MONTREAL — The minister of Culture and Communications, Nathalie Roy, wrote a letter to the chairman and ceo of Netflix, to make him part of “the amazement and consternation of the government of Québec” before the decision of the american giant to use images of the tragedy in Lac-Mégantic that have cost the lives of 47 people in 2013.
In this letter dated 18 January, but released on Saturday, Ms. Roy wrote to Reed Hastings, that the quebec government “inadequately explains how a global giant such as Netflix may have also found it good to use such images in this context.” According to her, these images should only be used for “purposes of information or documentaries.
In his letter, the minister seems to call into question the use of the real in the fiction that it deems “objectionable” on both moral and ethical. For Ms. Roy, we can’t “in no case” to tolerate the use of human tragedies, whatever they are, for entertainment.
Further, it alleges Netflix and its partners have crossed a “dangerous limit” by using images of a real tragedy, and whose impact is still very tangible in a context of fiction. She accuses Netflix of “having in any way deceived, or even betrayed, their millions of subscribers”, by not disclosing clearly the provenance of these images.
Ms. Roy asked if it would not be time “that the giants of the cinema, television and the Web are questioning the need to adopt a code of ethics so that such abuses never happen again”.
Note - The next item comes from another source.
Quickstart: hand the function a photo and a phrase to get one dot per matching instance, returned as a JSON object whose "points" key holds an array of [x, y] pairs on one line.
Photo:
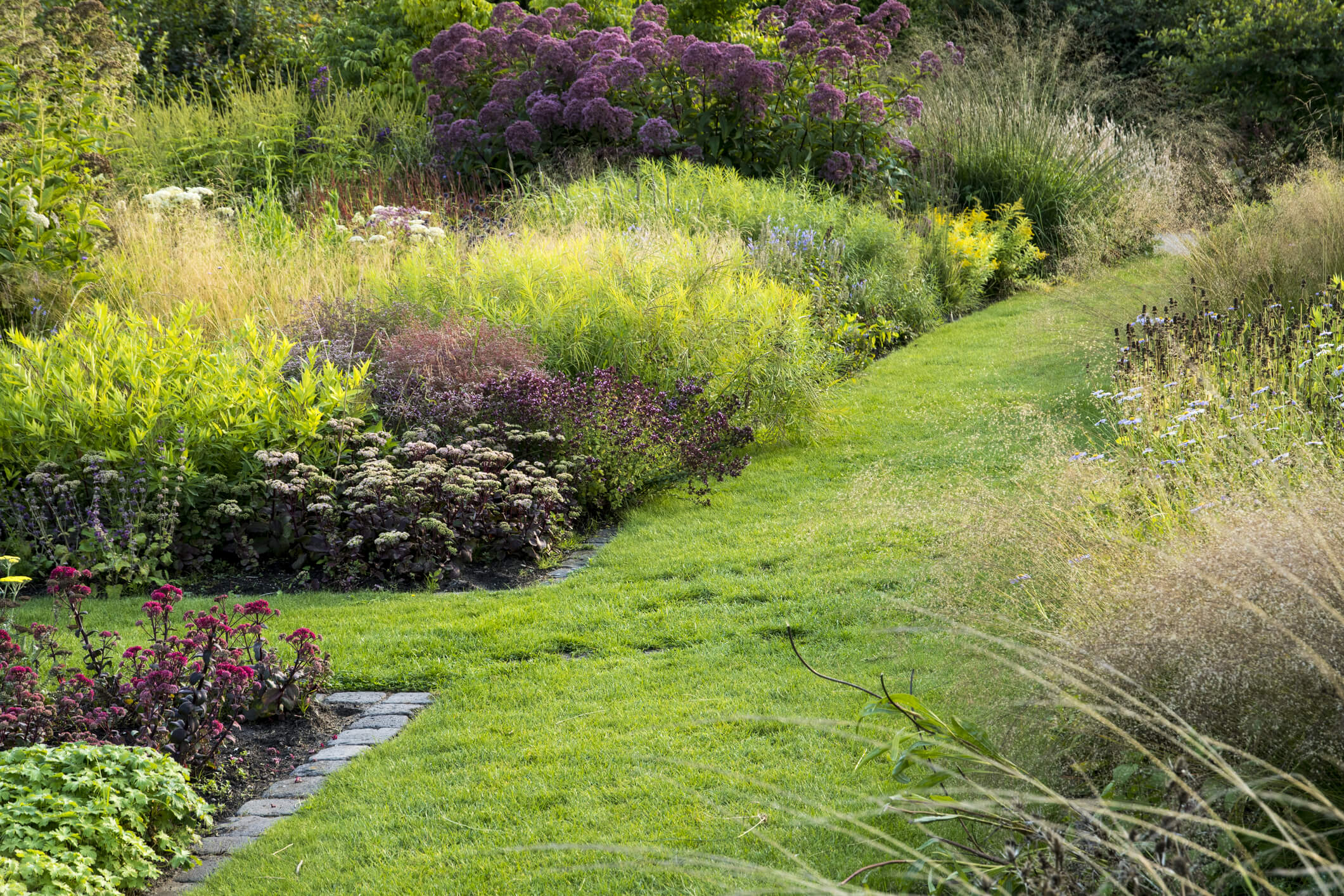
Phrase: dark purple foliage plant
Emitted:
{"points": [[620, 437], [184, 692], [530, 85]]}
She said that the quebec government wants to call ‘discernment and [the] sense of responsibility” of Mr. Hastings to remove the images of the tragedy appearing in the film Bird Box and in another production. Adding that the population of Lac-Mégantic deserves better treatment, she said the government now hopes “that your company will finally recognize his mistakes with all humility and sincerity that control such a situation, and that it will be evidence of even a hint of humanity and compassion in this matter.”
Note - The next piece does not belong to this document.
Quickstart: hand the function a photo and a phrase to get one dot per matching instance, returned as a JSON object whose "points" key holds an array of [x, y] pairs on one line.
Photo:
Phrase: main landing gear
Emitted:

The letter from Mrs. Roy echoed the remarks of the mayor of Lac-Mégantic, Julie Morin, who was said to wish that Netflix views its catalog as a whole to ensure that the images of the tragedy are not used in a context of entertainment.
Netflix said last week that he did not intend to withdraw his film” Bird Box images of the explosion in Lac-Mégantic, but the broadcaster would have told Ms. Morin that it will work with its partners to ensure that the images will be used in future productions.